The workout starts with gentle, effective movements, derived from kung fu, to warm up and stretch the muscles - very different from traditional aerobic/strength videos. Then you grab a chair (or do without one if you want more of a challenge) to perform front, side, roundhouse and back kicks. Each kick is prefaced by a stretch to limber up the muscle you will be using.
After kicks you move into punching and blocking drills that not only strengthen the arms, but also the fingers and hands. The leg positions are kept wide; beginners can dip just a little while intermediates can sink very low to really engage the thigh muscles.
At the end is a cooldown that combines energy (chi) work through the use of slow, gentle movements along with precise breathing and visualization.

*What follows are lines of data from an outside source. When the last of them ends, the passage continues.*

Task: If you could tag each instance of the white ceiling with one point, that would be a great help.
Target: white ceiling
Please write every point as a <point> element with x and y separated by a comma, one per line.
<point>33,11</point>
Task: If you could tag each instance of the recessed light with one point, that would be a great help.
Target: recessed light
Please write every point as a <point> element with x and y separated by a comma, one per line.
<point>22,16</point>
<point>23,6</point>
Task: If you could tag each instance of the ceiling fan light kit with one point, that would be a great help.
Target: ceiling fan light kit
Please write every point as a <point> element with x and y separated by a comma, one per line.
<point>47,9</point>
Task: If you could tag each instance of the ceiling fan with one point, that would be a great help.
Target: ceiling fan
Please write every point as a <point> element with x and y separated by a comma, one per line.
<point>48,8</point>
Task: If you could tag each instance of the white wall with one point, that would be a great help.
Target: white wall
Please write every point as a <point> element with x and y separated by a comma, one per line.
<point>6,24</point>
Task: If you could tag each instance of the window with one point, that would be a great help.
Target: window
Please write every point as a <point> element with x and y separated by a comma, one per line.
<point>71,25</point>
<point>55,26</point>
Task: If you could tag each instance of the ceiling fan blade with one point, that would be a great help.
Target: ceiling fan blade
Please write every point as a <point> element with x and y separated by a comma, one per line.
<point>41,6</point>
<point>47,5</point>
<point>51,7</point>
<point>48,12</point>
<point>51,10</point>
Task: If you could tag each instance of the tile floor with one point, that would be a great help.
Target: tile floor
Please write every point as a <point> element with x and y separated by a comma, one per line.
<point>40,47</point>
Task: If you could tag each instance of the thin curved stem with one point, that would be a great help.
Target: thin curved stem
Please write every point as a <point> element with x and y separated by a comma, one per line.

The title uses the word "cardio" but I think it would be difficult for someone to reach and stay in the aerobic zone due to the slow, controlled nature of the movements and the stretches in between the kicks. This workout is best suited for those who want an introduction to the beautiful martial art of kung fu while using the kicks, punches and stretches to increase strength, balance (if you don't use the chair) and flexibility.
As a last note, some people have mentioned that they didn't like the aggressive, self defense aspect of some kickbox videos - especially if their children tended to wander into their workout room. This is not a problem in this workout as the emphasis is on the health aspects of kung fu.
David Carradine has a very serene manner and gives many form pointers throughout the workout.